Monday, January 19, 2009

Russian Currency Continues to Fall as Recession Looms

Sources: Bloomberg, Ruble Falls Most in 10 Years This Week After Five Devaluations; Pravda, Russia's Economy May Not Grow in 2009 At All; The Moscow Times, Putin Orders Budget Revised at $41 Oil

The downward slide of the ruble shows no signs of stopping, reaching its lowest point relative to the dollar since 1998, the year of Russia's financial crisis and Great Default, on Friday. The Central Bank's strategy is not to greatly devalue the currency all in one sweep, but instead to adjust in increments, seventeen times in the last two months alone. Though Russia had the benefit of large foreign currency reserves at the start of this crisis, it cannot afford to use them defending the ruble indefinitely. The Central Bank reported on Thursday that reserves have fallen to $426.5 billion since August, a twenty-nine percent decrease.

The currency is expected to continue its decline for some time before its rate relative to the dollar bottoms out, and this is not Russia's only economic concern.
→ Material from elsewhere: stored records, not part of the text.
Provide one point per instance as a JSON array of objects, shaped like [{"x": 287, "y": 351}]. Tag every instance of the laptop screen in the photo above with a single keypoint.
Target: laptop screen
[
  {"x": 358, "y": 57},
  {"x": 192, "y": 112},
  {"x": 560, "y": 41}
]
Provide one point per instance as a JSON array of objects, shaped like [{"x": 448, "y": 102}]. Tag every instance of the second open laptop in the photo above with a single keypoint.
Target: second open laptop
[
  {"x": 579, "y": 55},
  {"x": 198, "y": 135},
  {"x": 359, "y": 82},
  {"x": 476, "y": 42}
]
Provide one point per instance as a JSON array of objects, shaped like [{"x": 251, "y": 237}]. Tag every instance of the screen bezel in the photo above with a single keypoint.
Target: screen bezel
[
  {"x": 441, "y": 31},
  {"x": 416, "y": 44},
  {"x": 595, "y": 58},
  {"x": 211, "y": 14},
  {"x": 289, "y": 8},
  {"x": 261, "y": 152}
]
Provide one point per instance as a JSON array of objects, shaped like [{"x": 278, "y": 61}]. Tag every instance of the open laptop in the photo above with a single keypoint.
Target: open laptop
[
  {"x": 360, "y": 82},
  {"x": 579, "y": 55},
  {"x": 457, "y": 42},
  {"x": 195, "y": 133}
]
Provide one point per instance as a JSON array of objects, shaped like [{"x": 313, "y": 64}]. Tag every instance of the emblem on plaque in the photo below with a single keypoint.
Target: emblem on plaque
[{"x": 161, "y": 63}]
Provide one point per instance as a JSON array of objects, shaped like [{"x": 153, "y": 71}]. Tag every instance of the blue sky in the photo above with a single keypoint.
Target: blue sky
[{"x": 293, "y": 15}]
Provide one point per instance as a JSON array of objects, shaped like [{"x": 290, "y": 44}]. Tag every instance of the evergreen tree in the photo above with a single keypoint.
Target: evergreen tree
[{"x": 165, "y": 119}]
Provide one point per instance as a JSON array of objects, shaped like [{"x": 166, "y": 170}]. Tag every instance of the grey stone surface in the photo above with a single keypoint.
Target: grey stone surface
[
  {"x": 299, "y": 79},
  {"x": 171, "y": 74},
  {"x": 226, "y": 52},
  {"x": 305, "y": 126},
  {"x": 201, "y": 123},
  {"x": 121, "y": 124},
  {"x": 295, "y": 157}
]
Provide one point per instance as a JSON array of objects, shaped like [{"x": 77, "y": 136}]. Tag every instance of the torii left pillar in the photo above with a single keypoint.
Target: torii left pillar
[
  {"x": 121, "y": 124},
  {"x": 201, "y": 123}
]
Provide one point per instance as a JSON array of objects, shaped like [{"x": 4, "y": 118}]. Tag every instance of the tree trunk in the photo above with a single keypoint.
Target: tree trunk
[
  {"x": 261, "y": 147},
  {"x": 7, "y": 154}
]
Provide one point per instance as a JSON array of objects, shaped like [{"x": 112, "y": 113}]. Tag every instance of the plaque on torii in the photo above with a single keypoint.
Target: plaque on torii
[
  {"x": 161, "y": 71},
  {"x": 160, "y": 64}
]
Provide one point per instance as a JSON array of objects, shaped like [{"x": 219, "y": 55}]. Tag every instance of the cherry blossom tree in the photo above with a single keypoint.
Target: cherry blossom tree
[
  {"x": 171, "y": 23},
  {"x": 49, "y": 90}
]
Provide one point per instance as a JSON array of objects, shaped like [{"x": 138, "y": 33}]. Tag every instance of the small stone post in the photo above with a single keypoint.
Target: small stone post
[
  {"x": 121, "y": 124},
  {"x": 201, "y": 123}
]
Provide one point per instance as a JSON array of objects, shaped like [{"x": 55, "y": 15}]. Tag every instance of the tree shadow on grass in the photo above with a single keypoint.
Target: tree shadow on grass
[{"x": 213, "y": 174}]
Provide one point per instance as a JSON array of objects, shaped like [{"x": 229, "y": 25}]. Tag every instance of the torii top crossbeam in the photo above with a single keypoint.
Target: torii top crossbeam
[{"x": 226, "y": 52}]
With $80 billion of foreign debt due this year and few refinancing options in the shaky global financial climate, Russian companies may be in trouble. The price of the main oil blend that Russia exports is down sixty-eight percent and falling from a record high in July, and Russian economists are looking at recession for a country that appeared almost untouchable as late as the middle of last year.

Finance Minister Kudrin admitted today that the rate of inflation is expected to reach thirteen percent in 2009, while the growth rate is expected to slow to a rate of zero to two percent. Kudrin expects that the peak of the crisis for Russia will occur in 2009, and stated that Russia is willing to increase the budget deficit in this period, as long as it does not exceed four to five percent of the GDP. The slowing of growth comes from a rate of six percent in 2008, which was lower than expected due to the arrival of the global financial crisis in Russia late in the summer.

Prime Minister Putin ordered a revision of the current budget on Monday to take into account these unexpected slowdowns in the economy, particularly the fall in the price of oil. The existing budget assumes a $95 per barrel price, whereas the revisions will assume $41 per barrel. This change is extremely important, as oil revenues account for forty percent of the Russian budget, bringing in both taxes and export duties. The government will have to shift focus from an expected budget surplus to a deficit, and cut spending accordingly. However, some of the Reserve Fund – a fund created from the high oil-and-gas-driven surpluses of recent years – will be spent in 2009 to accommodate this shift.

Questions:

1) Do you think Russia is doing enough in response to the crisis, or should leaders consider a more drastic one-time devaluation and/or major spending cuts instead of a gradual approach?
2) Will the Reserve Fund, the National Wealth fund, and foreign currency reserves be sufficient to provide a cushion for such a drastic shift in the Russian economic situation, or will low oil prices eat up these reserves and create a situation for Russia similar to that of the 1990s?